El sistema de etiquetas verdes de la Comisión Europea define qué se considera una inversión en energías sostenibles. La ejecutiva de la UE no incluyó en un principio el gas y la energía nuclear en esa designación, y provocó divisiones entre los estados miembros cuando propuso hacerlo este año.

La cuestión de la energía nuclear divide a los ambientalistas, expertos en energía y gobiernos desde hace años. Algunos afirman que es una fuente importante de energía porque se produce sin emisiones de efecto invernadero y por lo tanto es “limpia”, mientras que otros señalan que el riesgo de accidentes nucleares es demasiado grande y la infraestructura es lenta y costosa de construir. El gas natural líquido, claramente un combustible fósil, es rechazado de forma rotunda entre los ecologistas.
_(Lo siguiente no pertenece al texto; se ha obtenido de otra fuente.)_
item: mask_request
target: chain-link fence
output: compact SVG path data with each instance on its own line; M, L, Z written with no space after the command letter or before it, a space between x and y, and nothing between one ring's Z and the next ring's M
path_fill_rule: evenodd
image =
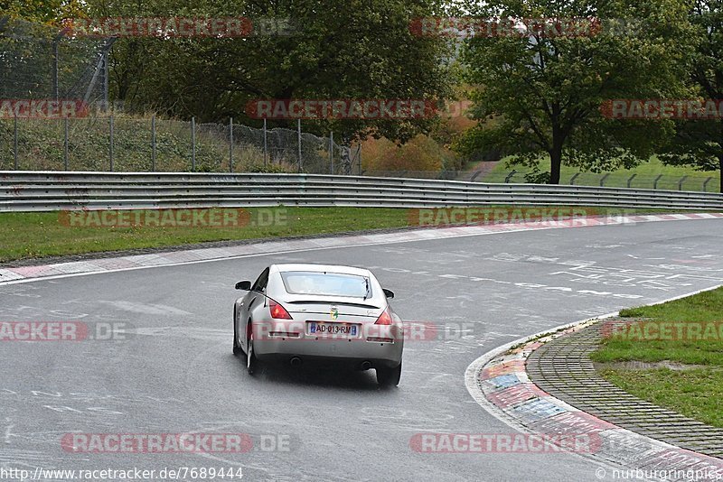
M358 173L361 150L291 129L127 116L0 119L0 170Z

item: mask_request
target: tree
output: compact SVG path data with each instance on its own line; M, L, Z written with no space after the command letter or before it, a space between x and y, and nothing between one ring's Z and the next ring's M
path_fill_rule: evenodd
M684 0L493 0L469 9L482 18L596 20L577 35L527 22L525 35L472 37L464 60L479 86L473 99L481 122L459 142L463 152L501 149L511 163L532 168L529 181L558 184L563 162L632 167L673 132L671 121L606 119L600 107L608 99L685 97L693 45ZM624 17L638 20L606 20ZM545 156L549 171L540 172Z
M691 63L690 81L698 96L723 99L723 1L697 0L690 22L701 42ZM723 192L723 116L677 122L676 135L659 156L667 164L719 171Z
M113 94L136 110L259 124L244 118L249 100L435 100L449 91L445 42L415 36L409 29L412 19L434 14L435 0L216 0L192 6L166 0L90 0L90 5L94 14L105 16L244 16L291 23L290 35L120 39L112 54ZM345 138L371 134L409 139L428 131L432 122L313 121L305 129L333 130ZM296 127L295 121L271 125Z

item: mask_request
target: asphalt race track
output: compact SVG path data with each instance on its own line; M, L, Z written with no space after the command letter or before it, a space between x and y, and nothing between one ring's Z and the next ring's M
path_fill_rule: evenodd
M0 344L0 464L241 467L244 480L598 480L565 453L418 453L416 433L511 433L469 395L482 354L522 336L723 283L723 223L550 229L108 273L0 286L0 320L125 327L116 339ZM368 266L403 319L397 389L373 371L268 366L231 354L237 281L275 262ZM121 336L122 335L122 336ZM70 453L82 433L246 433L248 453ZM280 446L280 449L279 449ZM0 465L2 467L2 465ZM190 477L189 477L190 478ZM229 480L229 478L226 478Z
Ahora, en algunas condiciones, la energía obtenida con gas o centrales nucleares formará parte del lote, lo que facilitará a inversores privados inyectar dinero en ambas.

La UE aspira a alcanzar la neutralidad de emisiones para 2050 y recortar sus emisiones de efecto invernadero al menos en un 55% para 2030, y la comisión señala que el sistema de clasificación es crucial para dirigir las inversiones hacia la energía sostenible. Se estima que harán falta unos 350.000 millones de euros en inversiones anuales para cumplir los objetivos de 2030.

“Esta falsa etiqueta verde es incompatible con las leyes climáticas y medioambientales de la UE. El gas es una importante causa del caos climático y económico, mientras que aún no hay solución para el problema de los residuos nucleares radiactivos y el riesgo de accidentes nucleares es demasiado significativo como para ignorarlo”, afirmó la activista de finanzas sostenibles de Greenpeace UE Ariadna Rodrigo.